Why we need a Data Platform
Reproducible research is a keystone of modern scientific work. In data engineering for data science it presents a challenge on two sides. On the one hand, data is often retrieved from public and proprietary data sources that are being continuously updated, requiring special attention to ensure that for reproducibility purposes the same exact data sources are used. On the other hand, data processing involves heavy floating-point computations which are very sensitive to the exact computational environment. Differing operating systems and/or versions of the tools and libraries might affect the result. Several scientific communities proposed various standards to define portable reproducible data processing workflows, with Common Workflow Language (CWL) having the widest adoption in both commercial and academic settings. CWL can be used to define pipelines in imperative rather than procedural ways. Reproducibility challenges are exacerbated when the research involves healthcare data that is inherently confidential and cannot be shared publicly to ensure reproducibility. A possible solution to this problem is to share infrastructure instead, making an option for institutions to reproduce each other’s results on their own data in compliance with their own data usage agreements. In this setting Infrastructure as Code (IaC) provides a handy way to ensure that the infrastructure is identical during data processing.
Architecture
The data platform is based on a combination of an IaC approach and CWL. Besides tools written in widely used languages such as Python, C/C++ and Java, it also supports tools written in R and PL/pgSQL, making it, to the best of our knowledge, one of the first deployment-ready platforms appropriate for ETL/ELT pipelines. Out of the four open-source production-ready CWL implementations, we have selected CWL-Airflow to take advantage of the excellent user interface allowing for the control of the actual execution process. The data is eventually stored in a PostgreSQL DBMS; many processing steps are being run inside the database itself. The data platform is deployed as a set of Docker containers orchestrated by Docker-Compose. Conda (package manager) environment files and Python requirements are used to build Docker containers satisfying the dependencies. Specific parameters can be customized via environment files and shell script callbacks.
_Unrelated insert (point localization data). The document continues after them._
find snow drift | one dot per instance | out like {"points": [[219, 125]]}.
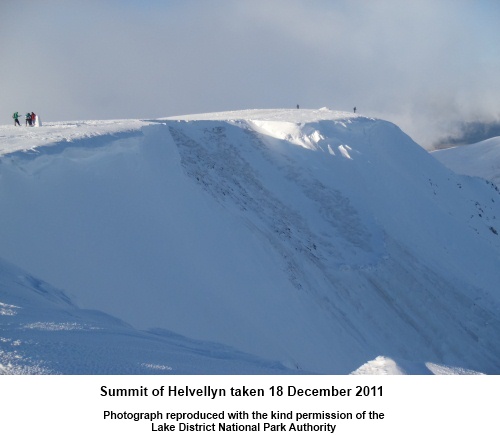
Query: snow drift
{"points": [[318, 239]]}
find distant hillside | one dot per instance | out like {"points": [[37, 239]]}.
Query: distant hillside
{"points": [[324, 241], [481, 159]]}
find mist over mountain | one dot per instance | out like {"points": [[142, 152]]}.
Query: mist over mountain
{"points": [[293, 241]]}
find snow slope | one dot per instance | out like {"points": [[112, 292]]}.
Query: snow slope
{"points": [[320, 239], [479, 160]]}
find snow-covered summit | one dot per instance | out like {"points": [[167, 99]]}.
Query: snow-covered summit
{"points": [[324, 241]]}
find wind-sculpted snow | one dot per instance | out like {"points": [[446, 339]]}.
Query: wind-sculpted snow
{"points": [[42, 332], [319, 239], [481, 159]]}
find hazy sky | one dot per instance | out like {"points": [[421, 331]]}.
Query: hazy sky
{"points": [[423, 64]]}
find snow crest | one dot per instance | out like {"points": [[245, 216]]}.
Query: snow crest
{"points": [[315, 239]]}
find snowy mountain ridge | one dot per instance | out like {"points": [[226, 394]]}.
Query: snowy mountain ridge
{"points": [[320, 240]]}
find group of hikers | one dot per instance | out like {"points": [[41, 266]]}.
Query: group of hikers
{"points": [[30, 119]]}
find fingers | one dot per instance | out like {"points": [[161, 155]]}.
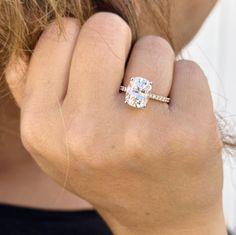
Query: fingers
{"points": [[48, 73], [47, 78], [99, 60], [190, 92], [152, 58]]}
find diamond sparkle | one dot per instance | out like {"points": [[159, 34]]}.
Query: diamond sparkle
{"points": [[137, 92]]}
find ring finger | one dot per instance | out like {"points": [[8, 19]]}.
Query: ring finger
{"points": [[152, 58]]}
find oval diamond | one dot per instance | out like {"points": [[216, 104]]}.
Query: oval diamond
{"points": [[137, 92]]}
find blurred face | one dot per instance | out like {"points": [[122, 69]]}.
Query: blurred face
{"points": [[186, 17]]}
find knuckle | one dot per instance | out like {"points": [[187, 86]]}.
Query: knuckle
{"points": [[156, 44], [109, 24]]}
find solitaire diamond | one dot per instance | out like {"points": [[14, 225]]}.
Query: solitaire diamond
{"points": [[137, 92]]}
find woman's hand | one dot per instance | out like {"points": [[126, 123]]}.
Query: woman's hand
{"points": [[151, 171]]}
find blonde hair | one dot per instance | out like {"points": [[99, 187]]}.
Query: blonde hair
{"points": [[22, 22]]}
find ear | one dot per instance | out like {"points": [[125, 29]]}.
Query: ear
{"points": [[15, 75]]}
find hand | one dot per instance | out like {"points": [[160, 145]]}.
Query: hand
{"points": [[151, 171]]}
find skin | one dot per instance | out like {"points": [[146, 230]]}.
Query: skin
{"points": [[104, 134]]}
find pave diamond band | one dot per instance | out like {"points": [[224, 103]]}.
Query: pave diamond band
{"points": [[138, 93]]}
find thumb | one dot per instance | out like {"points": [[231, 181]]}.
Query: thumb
{"points": [[15, 75]]}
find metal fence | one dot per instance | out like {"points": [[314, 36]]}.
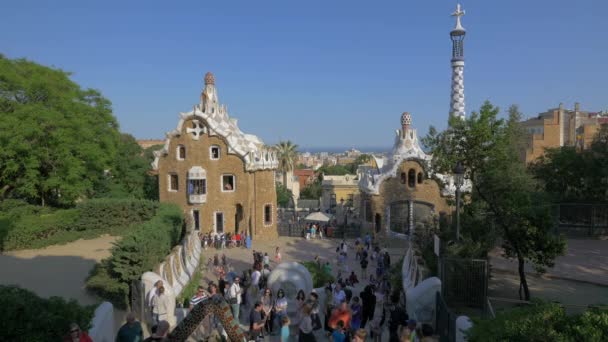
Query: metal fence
{"points": [[464, 281], [581, 220], [445, 320]]}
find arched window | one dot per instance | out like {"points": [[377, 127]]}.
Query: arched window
{"points": [[411, 175], [181, 152]]}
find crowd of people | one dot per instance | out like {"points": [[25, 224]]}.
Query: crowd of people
{"points": [[342, 315]]}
One of the most important features of the data platform is support for advanced security. We assume that the platform resides behind a strict firewall without direct access to the Internet.
We use Git submodules to describe project dependencies and fetch all the code to the local system before building the Docker containers.
Supported Programming Languages and Tools
The execution environment requires a PostgreSQL database to function. While DBMS can be automatically installed as a separate Docker container, it makes little sense with a production database that is usually administered separately. Therefore, a connection to an external DBMS server can be specified as an alternative to the built-in containerized option. Optionally, we support Conda package manager as a runtime environment, hence, individual CWL tools can be written in the R programming language. We also support commands that are executed inside PostgreSQL database, with tools written in one of the languages supported by PostgreSQL runtime including PL/pgSQL. Other languages supported for in-database data manipulation include PL/Tcl, PL/Perl, PL/TclU, PL/PerlU, and PL/PythonU. Such tools can be executed either through a Python wrapper or using psql utility that is by default installed in all containers. It is possible to pre-build multiple Conda environments and/or multiple Python virtual environments in all of the containers. One of the defined environments can be designated as default, though individual workflows have an option to select a different environment for their execution.
Development Mode
In addition to production mode, the platform is designed to be used in development mode. To enable development mode, users can define user projects and place them in a special project subdirectory. User projects can be either connected as Git submodules or copied to project subdirectory with any other utility. They are automatically prebuilt into all of the runtime containers but can also be updated in the running containers without rebuilding. We use user projects to define specific pipelines.
Where it can be deployed
The platform has been deployed in the Harvard University’s FAS RC high-performance computing (HPC) cluster on CentOS 7, on various versions of Ubuntu and in the RedHat OpenShift cluster on IBM Cloud. At FAS RC, we use Puppet to provision specific resources, while on IBM cloud, resource provisioning is done with Terraform.